About five o’clock our procession of three cars reached the cemetery and stopped in a thick drizzle beside the gate—first a motor hearse, horribly black and wet, then Mr. Gatz and the minister and I in the limousine, and, a little later, four or five servants and the postman from West Egg in Gatsby’s station wagon, all wet to the skin. As we started through the gate into the cemetery I heard a car stop and then the sound of someone splashing after us over the soggy ground. I looked around. It was the man with owl-eyed glasses whom I had found marvelling over Gatsby’s books in the library one night three months before.

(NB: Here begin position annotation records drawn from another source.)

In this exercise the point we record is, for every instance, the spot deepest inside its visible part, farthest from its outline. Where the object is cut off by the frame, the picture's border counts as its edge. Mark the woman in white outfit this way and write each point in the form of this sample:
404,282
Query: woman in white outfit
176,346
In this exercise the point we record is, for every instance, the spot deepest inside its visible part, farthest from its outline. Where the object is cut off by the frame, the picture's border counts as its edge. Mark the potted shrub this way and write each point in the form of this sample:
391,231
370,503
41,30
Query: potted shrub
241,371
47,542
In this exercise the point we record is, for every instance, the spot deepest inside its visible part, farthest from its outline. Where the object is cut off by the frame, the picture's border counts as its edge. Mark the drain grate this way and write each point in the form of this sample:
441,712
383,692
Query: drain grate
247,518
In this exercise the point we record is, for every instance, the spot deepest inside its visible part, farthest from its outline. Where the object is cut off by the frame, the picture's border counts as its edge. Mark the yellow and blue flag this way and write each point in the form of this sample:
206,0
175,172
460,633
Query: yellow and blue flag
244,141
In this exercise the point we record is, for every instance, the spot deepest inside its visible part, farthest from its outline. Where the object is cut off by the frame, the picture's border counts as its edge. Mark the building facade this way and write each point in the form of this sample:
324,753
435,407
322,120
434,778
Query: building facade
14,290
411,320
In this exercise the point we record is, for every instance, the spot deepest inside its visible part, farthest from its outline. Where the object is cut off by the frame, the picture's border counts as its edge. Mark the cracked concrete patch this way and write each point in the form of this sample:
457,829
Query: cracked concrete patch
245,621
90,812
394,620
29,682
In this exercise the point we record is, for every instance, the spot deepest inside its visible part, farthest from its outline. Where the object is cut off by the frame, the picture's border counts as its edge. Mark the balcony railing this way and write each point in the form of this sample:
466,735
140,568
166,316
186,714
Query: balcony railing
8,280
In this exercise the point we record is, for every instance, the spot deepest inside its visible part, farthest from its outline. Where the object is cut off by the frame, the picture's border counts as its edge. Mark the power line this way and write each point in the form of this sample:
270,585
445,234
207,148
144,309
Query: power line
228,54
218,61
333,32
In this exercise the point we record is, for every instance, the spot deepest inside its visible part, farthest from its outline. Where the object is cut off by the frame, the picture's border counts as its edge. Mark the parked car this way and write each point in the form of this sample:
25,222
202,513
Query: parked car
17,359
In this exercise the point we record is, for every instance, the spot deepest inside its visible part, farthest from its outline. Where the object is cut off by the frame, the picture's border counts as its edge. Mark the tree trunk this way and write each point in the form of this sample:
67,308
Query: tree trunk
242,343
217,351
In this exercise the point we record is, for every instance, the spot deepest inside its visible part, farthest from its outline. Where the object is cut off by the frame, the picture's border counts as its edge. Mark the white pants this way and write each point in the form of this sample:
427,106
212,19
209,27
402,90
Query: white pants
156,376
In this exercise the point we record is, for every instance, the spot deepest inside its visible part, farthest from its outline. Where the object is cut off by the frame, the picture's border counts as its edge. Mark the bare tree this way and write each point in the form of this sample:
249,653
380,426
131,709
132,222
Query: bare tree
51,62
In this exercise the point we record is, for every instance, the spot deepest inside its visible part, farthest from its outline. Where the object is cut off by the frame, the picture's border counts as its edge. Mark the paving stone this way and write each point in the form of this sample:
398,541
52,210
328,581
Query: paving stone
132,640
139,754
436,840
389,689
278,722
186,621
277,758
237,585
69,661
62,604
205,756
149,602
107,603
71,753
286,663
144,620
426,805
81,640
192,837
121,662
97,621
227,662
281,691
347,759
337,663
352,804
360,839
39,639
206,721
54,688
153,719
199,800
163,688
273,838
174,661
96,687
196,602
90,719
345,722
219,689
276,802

五点钟左右我们三辆车子的行列什到基地,在密密的小雨中在大门旁边停了下来——第一辆是灵车,又黑又湿,怪难看的,后面是盖兹先生、牧师和我坐在大型轿车里,再后面一点的是四五个佣人和西卵镇的邮差坐在盖茨比的旅行车里,大家都淋得透湿。正当我们穿过大门走进整地时,我听见一辆车停下来,接着是一个人踩着湿透的草地在我们后面追上来的声音。我回头一看,原来是那个戴猫头鹰眼镜的人,三个月以前的一大晚上我发现他一边看着盖茨比图书室里的书一边惊叹不已。
I’d never seen him since then. I don’t know how he knew about the funeral or even his name. The rain poured down his thick glasses and he took them off and wiped them to see the protecting canvas unrolled from Gatsby’s grave.
I tried to think about Gatsby then for a moment but he was already too far away and I could only remember, without resentment, that Daisy hadn’t sent a message or a flower. Dimly I heard someone murmur ‘Blessed are the dead that the rain falls on,’ and then the owl-eyed man said ‘Amen to that,’ in a brave voice.
从那以后我没再见过他。我不知道他怎么会知道今天安葬的,我也不知道地的姓名。雨水顺着他的厚眼镜流下来,他只好把眼镜摘下探一擦,再看着那块挡雨的帆布从盖茨比的坟上卷起来。
这时我很想回忆一下盖茨比,但是他已经离得太远了,我只记得黛西既没来电报,也没送花,然而我并不感到气恼。我隐约听到有人喃喃念道:“上帝保佑雨中的死者。”接着那个戴猫头鹰眼镜的人用洪亮的声音说了一声:“阿门!”
We straggled down quickly through the rain to the cars. Owl-Eyes spoke to me by the gate.
‘I couldn’t get to the house,’ he remarked.
‘Neither could anybody else.’
‘Go on!’ He started. ‘Why, my God! they used to go there by the hundreds.’
He took off his glasses and wiped them again outside and in.
‘The poor son-of-a-bitch,’ he said.
我们零零落落地在雨中跑回到车子上。戴猫头鹰眼镜的人在大门口跟我说了一会话。
“我没能赶到别墅来。”他说。
“别人也都没能来。”
“真的!”他大吃一惊,“啊,我的上帝!他们过去一来就是好几百嘛。”
他把眼镜摘了下来,里里外外都擦了一遍。 “这家伙真他妈的可怜。”他说。